Earnings growth has been modest, growing from $64.6 Million in 2012 to $72.8 Million in 2014, a CAGR of 6% per year. Growth has slowed over the past two quarters and is not likely to decline 6% per year until the entire Iridium NEXT constellation is launched.
The first launch of an Iridium NEXT satellite is scheduled for August 2015, but the second launch on a SpaceX Falcon 9 is unlikely before April 2017, two years from now. There are 26 Falcon 9 launches scheduled prior to the first Iridium NEXT launch. The entire constellation is unlikely to be completed on the schedule announced by Iridium management because it would require a much faster launch pace than SpaceX has demonstrated.
Starting in 2018 Iridium is required to begin repaying the COFACE loan. If the loan is amortized over 15 years @4.96% interest the required annual payments will be $172.9 Million, nearly double the present earnings. Therefore, additional stock sales will be needed for an extended period to pay back the COFACE loan.
The net consequence of gradual earnings growth and dilution is that the EPS has been falling from $0.84 per share 2012, to $0.65 per share in 2015 and will continue to fall for the foreseeable future.
The Aireon LLC package is a long-shot start-up that must compete with several regional traffic management solutions.
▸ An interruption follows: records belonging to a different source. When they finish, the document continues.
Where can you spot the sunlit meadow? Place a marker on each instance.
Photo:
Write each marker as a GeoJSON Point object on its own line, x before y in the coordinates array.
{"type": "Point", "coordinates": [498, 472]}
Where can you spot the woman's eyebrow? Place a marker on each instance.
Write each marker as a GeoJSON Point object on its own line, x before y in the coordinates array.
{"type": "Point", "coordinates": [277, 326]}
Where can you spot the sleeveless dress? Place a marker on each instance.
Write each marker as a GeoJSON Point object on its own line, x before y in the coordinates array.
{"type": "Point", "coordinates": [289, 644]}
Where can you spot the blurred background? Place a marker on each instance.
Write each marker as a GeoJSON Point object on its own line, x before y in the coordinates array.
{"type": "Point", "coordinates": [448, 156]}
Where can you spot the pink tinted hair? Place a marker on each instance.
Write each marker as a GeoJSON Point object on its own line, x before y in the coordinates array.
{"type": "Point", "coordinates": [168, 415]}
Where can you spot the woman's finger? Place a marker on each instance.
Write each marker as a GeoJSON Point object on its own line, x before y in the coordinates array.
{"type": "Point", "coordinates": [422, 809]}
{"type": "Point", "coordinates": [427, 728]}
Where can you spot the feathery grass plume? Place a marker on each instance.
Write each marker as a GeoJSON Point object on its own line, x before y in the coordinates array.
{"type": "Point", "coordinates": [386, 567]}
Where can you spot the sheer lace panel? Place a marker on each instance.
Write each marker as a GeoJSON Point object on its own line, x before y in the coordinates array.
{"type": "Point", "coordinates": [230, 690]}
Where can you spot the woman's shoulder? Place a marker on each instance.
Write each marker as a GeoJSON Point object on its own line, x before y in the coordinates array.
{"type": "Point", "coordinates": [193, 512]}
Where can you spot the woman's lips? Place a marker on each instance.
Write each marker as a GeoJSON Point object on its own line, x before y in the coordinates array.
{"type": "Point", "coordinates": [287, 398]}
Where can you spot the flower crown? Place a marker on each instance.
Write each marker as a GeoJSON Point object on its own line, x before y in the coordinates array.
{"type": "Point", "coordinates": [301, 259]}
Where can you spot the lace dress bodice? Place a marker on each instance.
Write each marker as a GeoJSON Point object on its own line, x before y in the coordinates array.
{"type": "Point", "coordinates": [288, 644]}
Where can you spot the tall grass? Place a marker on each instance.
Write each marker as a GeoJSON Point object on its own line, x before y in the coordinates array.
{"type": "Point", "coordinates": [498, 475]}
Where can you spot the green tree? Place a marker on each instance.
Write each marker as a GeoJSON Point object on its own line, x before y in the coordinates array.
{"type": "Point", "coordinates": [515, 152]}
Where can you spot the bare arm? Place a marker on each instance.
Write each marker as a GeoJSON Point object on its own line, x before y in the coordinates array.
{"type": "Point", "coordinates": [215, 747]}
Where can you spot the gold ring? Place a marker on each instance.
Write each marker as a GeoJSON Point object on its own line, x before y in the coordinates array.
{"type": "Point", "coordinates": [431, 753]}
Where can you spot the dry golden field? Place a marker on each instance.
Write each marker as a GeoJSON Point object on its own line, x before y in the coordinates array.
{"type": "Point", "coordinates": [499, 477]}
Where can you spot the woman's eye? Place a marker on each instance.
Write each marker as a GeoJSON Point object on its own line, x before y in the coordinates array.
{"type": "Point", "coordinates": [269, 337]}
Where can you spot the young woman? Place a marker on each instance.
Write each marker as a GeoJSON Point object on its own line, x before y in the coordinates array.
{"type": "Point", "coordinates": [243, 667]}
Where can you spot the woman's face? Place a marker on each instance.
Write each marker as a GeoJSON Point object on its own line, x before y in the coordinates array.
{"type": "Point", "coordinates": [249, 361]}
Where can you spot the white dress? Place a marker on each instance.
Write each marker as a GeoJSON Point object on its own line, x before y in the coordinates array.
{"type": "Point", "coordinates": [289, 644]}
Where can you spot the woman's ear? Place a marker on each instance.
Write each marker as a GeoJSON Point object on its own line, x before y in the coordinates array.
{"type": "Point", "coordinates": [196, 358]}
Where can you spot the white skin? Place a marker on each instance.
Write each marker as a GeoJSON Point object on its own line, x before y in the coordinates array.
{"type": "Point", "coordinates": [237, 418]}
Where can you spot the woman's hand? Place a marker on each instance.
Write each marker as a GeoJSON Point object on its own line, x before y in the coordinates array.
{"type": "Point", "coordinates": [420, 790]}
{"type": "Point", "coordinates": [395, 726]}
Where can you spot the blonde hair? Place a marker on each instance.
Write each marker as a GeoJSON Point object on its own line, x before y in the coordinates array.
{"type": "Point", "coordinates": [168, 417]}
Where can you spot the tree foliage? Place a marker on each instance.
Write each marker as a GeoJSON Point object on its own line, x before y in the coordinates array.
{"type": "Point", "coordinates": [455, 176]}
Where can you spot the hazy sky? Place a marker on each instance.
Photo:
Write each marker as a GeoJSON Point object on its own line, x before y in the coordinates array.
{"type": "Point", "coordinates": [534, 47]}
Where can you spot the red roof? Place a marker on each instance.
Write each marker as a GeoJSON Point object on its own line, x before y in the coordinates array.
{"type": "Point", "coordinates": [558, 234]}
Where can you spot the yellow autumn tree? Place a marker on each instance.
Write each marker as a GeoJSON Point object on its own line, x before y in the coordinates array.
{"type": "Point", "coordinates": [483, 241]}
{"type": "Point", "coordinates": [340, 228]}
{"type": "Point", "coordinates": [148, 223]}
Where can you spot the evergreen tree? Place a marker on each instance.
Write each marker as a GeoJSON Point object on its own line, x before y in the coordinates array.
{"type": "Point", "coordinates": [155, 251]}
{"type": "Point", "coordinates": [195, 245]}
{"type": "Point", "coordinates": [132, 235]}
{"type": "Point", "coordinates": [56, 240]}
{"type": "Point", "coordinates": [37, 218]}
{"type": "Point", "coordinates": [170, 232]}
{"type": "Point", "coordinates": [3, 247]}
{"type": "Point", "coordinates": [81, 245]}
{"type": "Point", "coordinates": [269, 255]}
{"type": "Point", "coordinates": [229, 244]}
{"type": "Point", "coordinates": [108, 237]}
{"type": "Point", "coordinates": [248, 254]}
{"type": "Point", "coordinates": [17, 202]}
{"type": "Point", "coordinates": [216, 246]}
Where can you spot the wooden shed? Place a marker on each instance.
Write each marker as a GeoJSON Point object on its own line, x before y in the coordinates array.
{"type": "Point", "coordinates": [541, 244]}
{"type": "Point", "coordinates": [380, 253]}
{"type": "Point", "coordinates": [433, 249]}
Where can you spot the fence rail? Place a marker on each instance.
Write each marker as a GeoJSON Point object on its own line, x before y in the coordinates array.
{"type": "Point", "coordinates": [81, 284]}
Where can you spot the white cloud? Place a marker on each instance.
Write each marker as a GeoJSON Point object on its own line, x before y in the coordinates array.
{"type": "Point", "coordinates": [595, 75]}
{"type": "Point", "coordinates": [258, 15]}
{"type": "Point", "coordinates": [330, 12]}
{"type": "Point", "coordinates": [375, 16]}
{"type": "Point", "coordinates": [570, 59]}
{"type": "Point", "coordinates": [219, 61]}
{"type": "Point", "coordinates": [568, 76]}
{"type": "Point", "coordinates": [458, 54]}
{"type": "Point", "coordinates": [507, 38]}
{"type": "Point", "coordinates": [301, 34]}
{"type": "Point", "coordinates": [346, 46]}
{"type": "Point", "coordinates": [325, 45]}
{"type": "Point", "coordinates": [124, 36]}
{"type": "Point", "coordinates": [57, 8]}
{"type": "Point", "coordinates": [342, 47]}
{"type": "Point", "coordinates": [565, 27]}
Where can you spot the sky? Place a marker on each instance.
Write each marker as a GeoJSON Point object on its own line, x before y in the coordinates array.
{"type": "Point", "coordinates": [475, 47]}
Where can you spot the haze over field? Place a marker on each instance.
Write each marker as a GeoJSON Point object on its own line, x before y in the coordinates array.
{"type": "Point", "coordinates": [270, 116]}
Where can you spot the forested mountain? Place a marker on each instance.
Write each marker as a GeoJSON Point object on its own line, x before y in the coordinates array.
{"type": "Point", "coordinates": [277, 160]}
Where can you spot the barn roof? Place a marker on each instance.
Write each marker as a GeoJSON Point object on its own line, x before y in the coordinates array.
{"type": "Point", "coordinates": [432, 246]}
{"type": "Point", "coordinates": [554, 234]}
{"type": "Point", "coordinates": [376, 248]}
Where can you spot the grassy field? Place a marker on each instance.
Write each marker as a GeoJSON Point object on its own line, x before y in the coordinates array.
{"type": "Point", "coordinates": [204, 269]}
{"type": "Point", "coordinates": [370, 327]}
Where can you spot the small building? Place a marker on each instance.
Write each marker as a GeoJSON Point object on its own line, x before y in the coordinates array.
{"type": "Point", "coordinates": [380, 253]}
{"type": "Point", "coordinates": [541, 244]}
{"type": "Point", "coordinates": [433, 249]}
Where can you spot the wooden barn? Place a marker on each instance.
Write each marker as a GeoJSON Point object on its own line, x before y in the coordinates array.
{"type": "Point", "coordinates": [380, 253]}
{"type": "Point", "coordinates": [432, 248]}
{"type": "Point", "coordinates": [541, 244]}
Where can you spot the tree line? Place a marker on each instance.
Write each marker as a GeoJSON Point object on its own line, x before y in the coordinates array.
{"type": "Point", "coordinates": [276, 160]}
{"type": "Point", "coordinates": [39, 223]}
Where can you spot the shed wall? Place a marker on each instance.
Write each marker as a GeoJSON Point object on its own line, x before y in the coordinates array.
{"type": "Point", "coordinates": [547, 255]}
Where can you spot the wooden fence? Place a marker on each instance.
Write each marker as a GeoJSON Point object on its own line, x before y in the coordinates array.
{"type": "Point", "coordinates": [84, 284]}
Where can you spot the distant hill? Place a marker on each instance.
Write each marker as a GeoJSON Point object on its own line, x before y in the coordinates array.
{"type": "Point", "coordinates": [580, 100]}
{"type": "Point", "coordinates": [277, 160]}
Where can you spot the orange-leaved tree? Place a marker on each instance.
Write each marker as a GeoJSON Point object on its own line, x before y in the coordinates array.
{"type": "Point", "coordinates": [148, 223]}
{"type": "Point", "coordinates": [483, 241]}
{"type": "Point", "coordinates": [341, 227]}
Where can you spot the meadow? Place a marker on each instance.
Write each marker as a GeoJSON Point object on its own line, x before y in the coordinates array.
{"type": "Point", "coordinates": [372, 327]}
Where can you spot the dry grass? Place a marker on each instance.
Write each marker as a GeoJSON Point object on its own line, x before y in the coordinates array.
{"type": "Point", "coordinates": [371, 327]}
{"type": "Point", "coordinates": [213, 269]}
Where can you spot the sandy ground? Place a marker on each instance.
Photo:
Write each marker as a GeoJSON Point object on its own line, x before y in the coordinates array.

It will not pay Iridium for hosting or begin service until the entire constellation is in place in 2018. Airlines remain reluctant to pay for a satellite service that will seldom be needed. The revenue from Aireon is estimated to be $20 million per year, but his is highly optimistic.
The growth of simple satellite telephone service is severely limited by the expansion of terrestrial cellular and the expectations of high data rate Internet access. M2M will continue to grow as long as the cost is very low and the data rates are respectable. The Iridium target markets are not high revenue growth areas.
Iridium will survive as long as there are investors willing to contribute $100M to $200M per year in equity and accept the dilution. It could happen. There are speculative investors that are looking for gems like Apple and Google in the refuse of the dot.com collapse.